Palmetto Electric Coop Improves Field Inspections

Posted August 5, 2010

Situation:
Founded by enterprising rural residents in 1940 to bring power to South Carolina’s Low Country, Palmetto Electric Cooperative has grasped the importance of innovative technology and productive partnerships for decades. Ten years after it first ran lines to rural Hampton County, it electrified Hilton Head, setting the stage for the island’s rapid growth.

Today, this customer-owned cooperative serves nearly 60,000 in a 3-county area that weaves together mainland and offshore. Palmetto’s relationships range from purchasing electricity generated by Santee Cooper to forging an alliance with Touchstone Energy’s national network of 600 co-ops. And for the past 25 years, Palmetto has relied on Motorola as a partner for progressive products and superior support.

Palmetto wanted capabilities to beat the bandwidth. Specifically, to increase bandwidth to its substations for the automated meter reading (AMR) system. Its older radio system was used for polled data, too slow to provide the speed of broadband to transmit data from substations to its main office. Other choices, such as phone lines and T1 lines, were cost prohibitive and problematic.

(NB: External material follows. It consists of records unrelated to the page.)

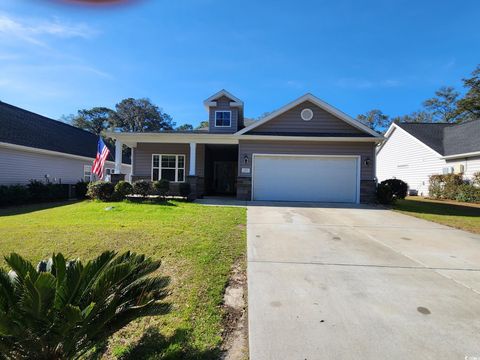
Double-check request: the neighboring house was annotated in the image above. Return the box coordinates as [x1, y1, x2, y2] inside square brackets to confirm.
[0, 101, 131, 185]
[108, 90, 383, 203]
[377, 121, 480, 196]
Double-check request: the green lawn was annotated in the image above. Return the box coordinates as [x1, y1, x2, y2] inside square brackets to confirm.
[393, 197, 480, 234]
[0, 200, 246, 359]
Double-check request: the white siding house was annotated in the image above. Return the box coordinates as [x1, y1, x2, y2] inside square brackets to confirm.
[0, 101, 131, 186]
[377, 122, 480, 196]
[0, 143, 131, 185]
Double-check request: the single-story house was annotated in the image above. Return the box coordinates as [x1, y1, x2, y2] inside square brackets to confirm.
[108, 90, 383, 203]
[377, 121, 480, 196]
[0, 101, 131, 185]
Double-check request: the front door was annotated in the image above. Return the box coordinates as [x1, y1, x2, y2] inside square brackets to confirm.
[213, 161, 237, 195]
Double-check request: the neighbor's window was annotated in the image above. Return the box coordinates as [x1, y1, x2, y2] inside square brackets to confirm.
[83, 165, 92, 182]
[152, 154, 185, 182]
[215, 111, 231, 127]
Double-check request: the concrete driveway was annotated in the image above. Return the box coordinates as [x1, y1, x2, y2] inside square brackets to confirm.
[247, 203, 480, 360]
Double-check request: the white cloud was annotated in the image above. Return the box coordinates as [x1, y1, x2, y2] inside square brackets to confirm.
[0, 13, 97, 46]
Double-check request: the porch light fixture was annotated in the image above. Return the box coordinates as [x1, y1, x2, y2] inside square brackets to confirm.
[364, 157, 371, 166]
[243, 154, 249, 164]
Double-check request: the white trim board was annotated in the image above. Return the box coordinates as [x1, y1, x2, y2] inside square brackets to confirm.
[235, 93, 382, 138]
[203, 89, 244, 108]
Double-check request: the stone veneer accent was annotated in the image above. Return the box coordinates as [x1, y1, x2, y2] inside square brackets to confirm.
[186, 176, 205, 200]
[236, 177, 252, 200]
[360, 180, 377, 203]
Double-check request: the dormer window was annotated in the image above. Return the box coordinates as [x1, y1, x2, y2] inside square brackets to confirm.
[215, 111, 231, 127]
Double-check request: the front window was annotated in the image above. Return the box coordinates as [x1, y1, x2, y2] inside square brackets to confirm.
[152, 154, 185, 182]
[83, 165, 92, 182]
[215, 111, 231, 127]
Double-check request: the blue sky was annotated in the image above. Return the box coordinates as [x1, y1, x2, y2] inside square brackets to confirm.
[0, 0, 479, 127]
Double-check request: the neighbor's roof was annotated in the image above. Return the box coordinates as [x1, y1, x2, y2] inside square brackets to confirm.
[0, 101, 128, 163]
[396, 120, 480, 156]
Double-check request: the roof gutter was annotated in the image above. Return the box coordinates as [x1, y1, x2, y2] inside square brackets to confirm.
[441, 151, 480, 160]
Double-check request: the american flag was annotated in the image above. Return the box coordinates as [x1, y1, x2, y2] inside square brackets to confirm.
[92, 137, 110, 179]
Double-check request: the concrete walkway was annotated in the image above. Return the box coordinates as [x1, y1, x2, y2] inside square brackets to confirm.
[247, 203, 480, 360]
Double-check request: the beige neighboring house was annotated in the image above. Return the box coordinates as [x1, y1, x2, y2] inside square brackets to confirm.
[0, 101, 131, 185]
[108, 90, 383, 203]
[377, 121, 480, 196]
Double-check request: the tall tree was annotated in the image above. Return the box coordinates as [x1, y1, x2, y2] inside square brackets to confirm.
[391, 111, 434, 124]
[70, 107, 115, 135]
[356, 109, 390, 132]
[457, 64, 480, 119]
[113, 98, 175, 132]
[422, 86, 462, 123]
[196, 121, 209, 129]
[176, 124, 194, 131]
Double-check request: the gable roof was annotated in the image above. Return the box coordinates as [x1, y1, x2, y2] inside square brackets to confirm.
[235, 93, 382, 137]
[203, 89, 244, 108]
[0, 101, 128, 163]
[385, 120, 480, 158]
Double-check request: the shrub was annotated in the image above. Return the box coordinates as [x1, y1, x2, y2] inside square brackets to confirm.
[0, 251, 170, 359]
[115, 181, 133, 199]
[27, 180, 48, 202]
[75, 181, 88, 199]
[428, 174, 464, 200]
[86, 181, 115, 201]
[376, 183, 394, 204]
[455, 184, 480, 203]
[379, 179, 408, 200]
[473, 172, 480, 187]
[0, 185, 30, 206]
[132, 180, 152, 197]
[153, 179, 170, 197]
[179, 182, 191, 199]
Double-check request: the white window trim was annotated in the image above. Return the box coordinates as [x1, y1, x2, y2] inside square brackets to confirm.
[214, 110, 232, 127]
[152, 154, 186, 182]
[83, 165, 92, 182]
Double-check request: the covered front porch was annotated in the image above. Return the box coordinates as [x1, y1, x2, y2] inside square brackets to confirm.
[108, 132, 247, 199]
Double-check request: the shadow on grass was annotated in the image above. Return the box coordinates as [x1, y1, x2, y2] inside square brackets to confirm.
[0, 200, 81, 217]
[395, 199, 480, 217]
[124, 198, 179, 207]
[117, 327, 220, 360]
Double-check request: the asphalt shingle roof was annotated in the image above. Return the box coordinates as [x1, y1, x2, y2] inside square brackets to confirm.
[396, 120, 480, 156]
[0, 101, 124, 162]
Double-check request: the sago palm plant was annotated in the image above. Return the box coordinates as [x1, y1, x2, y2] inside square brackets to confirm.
[0, 251, 170, 359]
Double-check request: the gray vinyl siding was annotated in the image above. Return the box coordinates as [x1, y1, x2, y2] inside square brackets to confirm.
[133, 143, 205, 179]
[0, 145, 130, 185]
[249, 101, 364, 135]
[208, 96, 239, 133]
[238, 140, 375, 180]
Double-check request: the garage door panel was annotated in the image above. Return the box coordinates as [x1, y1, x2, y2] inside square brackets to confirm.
[253, 155, 358, 203]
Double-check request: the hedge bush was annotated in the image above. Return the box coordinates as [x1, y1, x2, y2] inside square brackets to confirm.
[429, 174, 464, 200]
[0, 182, 70, 207]
[376, 183, 394, 204]
[132, 180, 152, 197]
[115, 181, 133, 198]
[153, 179, 170, 197]
[379, 179, 408, 200]
[86, 181, 115, 201]
[473, 171, 480, 187]
[455, 184, 480, 203]
[75, 181, 88, 199]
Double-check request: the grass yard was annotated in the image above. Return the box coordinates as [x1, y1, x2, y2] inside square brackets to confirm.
[0, 200, 246, 359]
[393, 196, 480, 234]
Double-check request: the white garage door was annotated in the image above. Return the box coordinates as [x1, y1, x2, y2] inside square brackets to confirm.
[252, 155, 359, 203]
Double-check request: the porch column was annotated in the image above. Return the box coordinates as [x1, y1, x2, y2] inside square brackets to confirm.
[189, 142, 196, 176]
[114, 139, 123, 174]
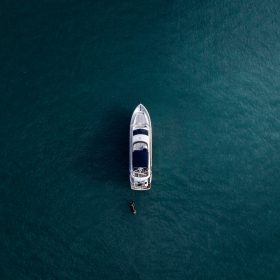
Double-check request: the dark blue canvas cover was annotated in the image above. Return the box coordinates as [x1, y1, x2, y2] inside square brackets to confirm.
[133, 149, 148, 168]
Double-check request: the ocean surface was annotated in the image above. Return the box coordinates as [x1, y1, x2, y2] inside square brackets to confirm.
[1, 1, 280, 279]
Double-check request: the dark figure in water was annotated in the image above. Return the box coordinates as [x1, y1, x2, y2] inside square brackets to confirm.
[129, 201, 136, 215]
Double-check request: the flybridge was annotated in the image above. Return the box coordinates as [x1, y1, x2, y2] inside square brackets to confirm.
[133, 147, 148, 168]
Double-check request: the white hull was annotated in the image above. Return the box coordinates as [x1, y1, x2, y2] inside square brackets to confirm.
[129, 104, 152, 190]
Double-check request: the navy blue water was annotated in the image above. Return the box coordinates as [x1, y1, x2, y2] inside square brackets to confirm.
[1, 1, 280, 279]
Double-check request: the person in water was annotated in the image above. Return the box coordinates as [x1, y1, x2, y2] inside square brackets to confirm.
[129, 201, 136, 215]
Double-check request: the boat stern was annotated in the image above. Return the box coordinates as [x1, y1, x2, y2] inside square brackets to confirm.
[130, 176, 151, 191]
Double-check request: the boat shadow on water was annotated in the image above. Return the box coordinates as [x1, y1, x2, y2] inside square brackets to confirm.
[74, 108, 130, 186]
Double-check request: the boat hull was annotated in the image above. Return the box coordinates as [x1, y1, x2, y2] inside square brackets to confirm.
[129, 104, 152, 190]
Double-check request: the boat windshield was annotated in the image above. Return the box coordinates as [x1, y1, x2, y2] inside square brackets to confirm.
[133, 129, 148, 136]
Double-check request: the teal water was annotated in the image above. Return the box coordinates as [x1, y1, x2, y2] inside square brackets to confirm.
[1, 1, 280, 279]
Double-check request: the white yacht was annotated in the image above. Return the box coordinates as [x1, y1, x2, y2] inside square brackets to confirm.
[129, 104, 152, 190]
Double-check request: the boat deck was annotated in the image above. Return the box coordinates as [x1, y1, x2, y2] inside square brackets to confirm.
[133, 167, 148, 177]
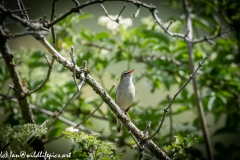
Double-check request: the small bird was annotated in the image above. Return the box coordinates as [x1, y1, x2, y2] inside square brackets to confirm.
[116, 69, 135, 133]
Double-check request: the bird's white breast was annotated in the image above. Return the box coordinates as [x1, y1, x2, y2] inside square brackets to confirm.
[116, 83, 135, 111]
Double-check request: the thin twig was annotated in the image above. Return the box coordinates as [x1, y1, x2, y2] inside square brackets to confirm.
[16, 0, 29, 20]
[133, 4, 140, 18]
[13, 121, 48, 158]
[44, 134, 64, 144]
[166, 21, 173, 30]
[146, 56, 208, 140]
[47, 89, 80, 130]
[129, 130, 142, 150]
[0, 138, 13, 152]
[100, 3, 115, 22]
[50, 0, 58, 48]
[100, 3, 126, 23]
[71, 0, 79, 6]
[129, 130, 152, 160]
[0, 26, 46, 39]
[75, 84, 115, 128]
[150, 7, 231, 44]
[0, 5, 48, 31]
[70, 46, 78, 90]
[71, 0, 81, 13]
[10, 8, 30, 14]
[166, 94, 173, 143]
[26, 56, 55, 95]
[47, 0, 156, 27]
[117, 3, 126, 22]
[142, 121, 151, 138]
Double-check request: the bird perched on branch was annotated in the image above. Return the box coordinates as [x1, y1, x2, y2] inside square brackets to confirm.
[116, 69, 135, 132]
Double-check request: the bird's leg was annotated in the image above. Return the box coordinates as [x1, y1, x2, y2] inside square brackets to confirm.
[124, 106, 131, 120]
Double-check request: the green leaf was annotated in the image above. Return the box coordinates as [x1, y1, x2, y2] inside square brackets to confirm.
[48, 127, 60, 139]
[93, 32, 111, 41]
[207, 95, 216, 111]
[141, 29, 170, 45]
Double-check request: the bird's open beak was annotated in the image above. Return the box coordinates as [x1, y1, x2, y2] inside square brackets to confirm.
[127, 69, 134, 74]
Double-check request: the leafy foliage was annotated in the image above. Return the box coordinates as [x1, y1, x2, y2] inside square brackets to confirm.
[164, 135, 198, 159]
[63, 127, 121, 160]
[4, 123, 47, 142]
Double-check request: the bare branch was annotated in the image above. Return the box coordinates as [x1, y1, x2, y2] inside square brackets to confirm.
[0, 26, 47, 39]
[146, 56, 208, 140]
[26, 56, 55, 95]
[71, 0, 81, 13]
[151, 6, 230, 44]
[16, 0, 29, 20]
[129, 130, 152, 160]
[166, 21, 173, 30]
[100, 2, 125, 23]
[142, 121, 151, 137]
[50, 0, 58, 48]
[70, 46, 78, 90]
[117, 3, 126, 21]
[47, 0, 156, 28]
[100, 3, 118, 22]
[133, 4, 140, 18]
[0, 5, 48, 31]
[38, 35, 77, 71]
[167, 94, 173, 143]
[184, 29, 190, 39]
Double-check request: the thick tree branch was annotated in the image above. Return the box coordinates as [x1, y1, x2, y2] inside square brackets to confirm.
[0, 37, 33, 123]
[0, 34, 44, 157]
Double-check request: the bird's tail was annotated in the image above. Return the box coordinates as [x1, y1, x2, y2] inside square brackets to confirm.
[117, 119, 122, 133]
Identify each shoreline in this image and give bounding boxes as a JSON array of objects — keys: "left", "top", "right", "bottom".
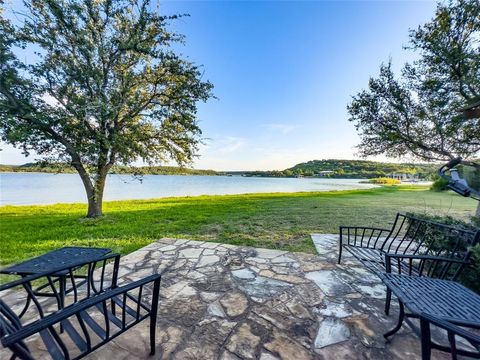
[{"left": 1, "top": 185, "right": 431, "bottom": 208}]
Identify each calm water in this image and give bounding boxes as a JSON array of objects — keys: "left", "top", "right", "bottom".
[{"left": 0, "top": 172, "right": 375, "bottom": 205}]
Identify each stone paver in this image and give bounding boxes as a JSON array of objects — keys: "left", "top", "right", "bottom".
[{"left": 1, "top": 235, "right": 453, "bottom": 359}]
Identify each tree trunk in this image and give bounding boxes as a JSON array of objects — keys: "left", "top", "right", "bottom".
[
  {"left": 86, "top": 175, "right": 107, "bottom": 218},
  {"left": 73, "top": 161, "right": 107, "bottom": 218},
  {"left": 476, "top": 201, "right": 480, "bottom": 219}
]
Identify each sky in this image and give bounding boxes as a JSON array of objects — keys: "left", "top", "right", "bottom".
[{"left": 0, "top": 0, "right": 438, "bottom": 171}]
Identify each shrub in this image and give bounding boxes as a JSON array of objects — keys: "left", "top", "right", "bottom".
[
  {"left": 430, "top": 175, "right": 450, "bottom": 192},
  {"left": 368, "top": 177, "right": 401, "bottom": 185}
]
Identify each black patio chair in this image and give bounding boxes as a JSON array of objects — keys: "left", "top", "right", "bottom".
[
  {"left": 419, "top": 313, "right": 480, "bottom": 360},
  {"left": 0, "top": 255, "right": 161, "bottom": 359}
]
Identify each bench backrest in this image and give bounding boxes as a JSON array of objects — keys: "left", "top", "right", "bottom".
[
  {"left": 381, "top": 214, "right": 479, "bottom": 280},
  {"left": 381, "top": 213, "right": 479, "bottom": 259}
]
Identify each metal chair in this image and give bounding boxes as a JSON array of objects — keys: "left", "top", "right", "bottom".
[{"left": 0, "top": 256, "right": 161, "bottom": 359}]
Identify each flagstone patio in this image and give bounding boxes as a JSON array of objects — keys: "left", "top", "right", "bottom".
[{"left": 2, "top": 235, "right": 454, "bottom": 359}]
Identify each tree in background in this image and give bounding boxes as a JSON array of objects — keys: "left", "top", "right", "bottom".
[
  {"left": 0, "top": 0, "right": 213, "bottom": 217},
  {"left": 348, "top": 0, "right": 479, "bottom": 216}
]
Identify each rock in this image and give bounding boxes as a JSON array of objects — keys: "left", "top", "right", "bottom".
[
  {"left": 254, "top": 248, "right": 286, "bottom": 258},
  {"left": 259, "top": 352, "right": 280, "bottom": 360},
  {"left": 156, "top": 325, "right": 184, "bottom": 358},
  {"left": 197, "top": 255, "right": 220, "bottom": 267},
  {"left": 305, "top": 270, "right": 353, "bottom": 296},
  {"left": 208, "top": 301, "right": 226, "bottom": 318},
  {"left": 173, "top": 342, "right": 217, "bottom": 360},
  {"left": 200, "top": 291, "right": 221, "bottom": 302},
  {"left": 231, "top": 268, "right": 257, "bottom": 280},
  {"left": 264, "top": 331, "right": 311, "bottom": 360},
  {"left": 220, "top": 292, "right": 249, "bottom": 317},
  {"left": 271, "top": 274, "right": 306, "bottom": 284},
  {"left": 158, "top": 244, "right": 178, "bottom": 252},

This proactive utility also sought ways to save costs on SCADA and mine the wealth of information at its 25 substations spanning 650 square miles. Could Palmetto cut down on time-consuming trips to substations and achieve data connectivity with one cost-effective network? Would the system grow as they added voice over IP?

Solution:
The Canopy system was the one solution that met myriad requirements. “We looked at the options,” says Gary Jeger, Vice President of Information Systems, “and Canopy was less expensive and offered higher bandwidth. We also looked at our needs in the future and Canopy was more cost-effective, its payback period was short and it’s a very reliable system, easy to maintain and easy to program.”

Jeger emphasizes how quick and easy it was to install the Canopy system, likening it to a plug-and-play device that doesn’t require licensing and seamlessly extends a computer network without monthly fees or high phone line costs. Since its deployment a year ago, Palmetto has switched to running its SCADA system and accessing AMR data over Canopy, using it as a T1 replacement, and relying on it for backhaul and point-to-point between substations and the main office.

Result:
“The greatest advantage is the ability to have access to data you weren’t able to before,” says Gary Jeger. “We have eliminated a lot of travel; we now access data in five minutes across 90 miles, end to end.” Walk-up meter readings that used to take a week are completed in hours. This is critical given the number of transient reads Palmetto handles – over 30% of their customers are part-time residents. “Now meters can be read in a very short time period, something that is not available with dial-up AMR,” adds Jeger.

What’s more, because Palmetto uses the Canopy system to monitor substations remotely and handle electronic reclosers, their personnel can access records and make changes without driving to the site, laptop in hand.

Palmetto Electric Cooperative’s Vice President believes Motorola’s partnership approach was invaluable to the Canopy solution’s success. “We received a quality product with an excellent support network that helped us reduce costs and pass savings on to our customers. It certainly exceeded our expectations.”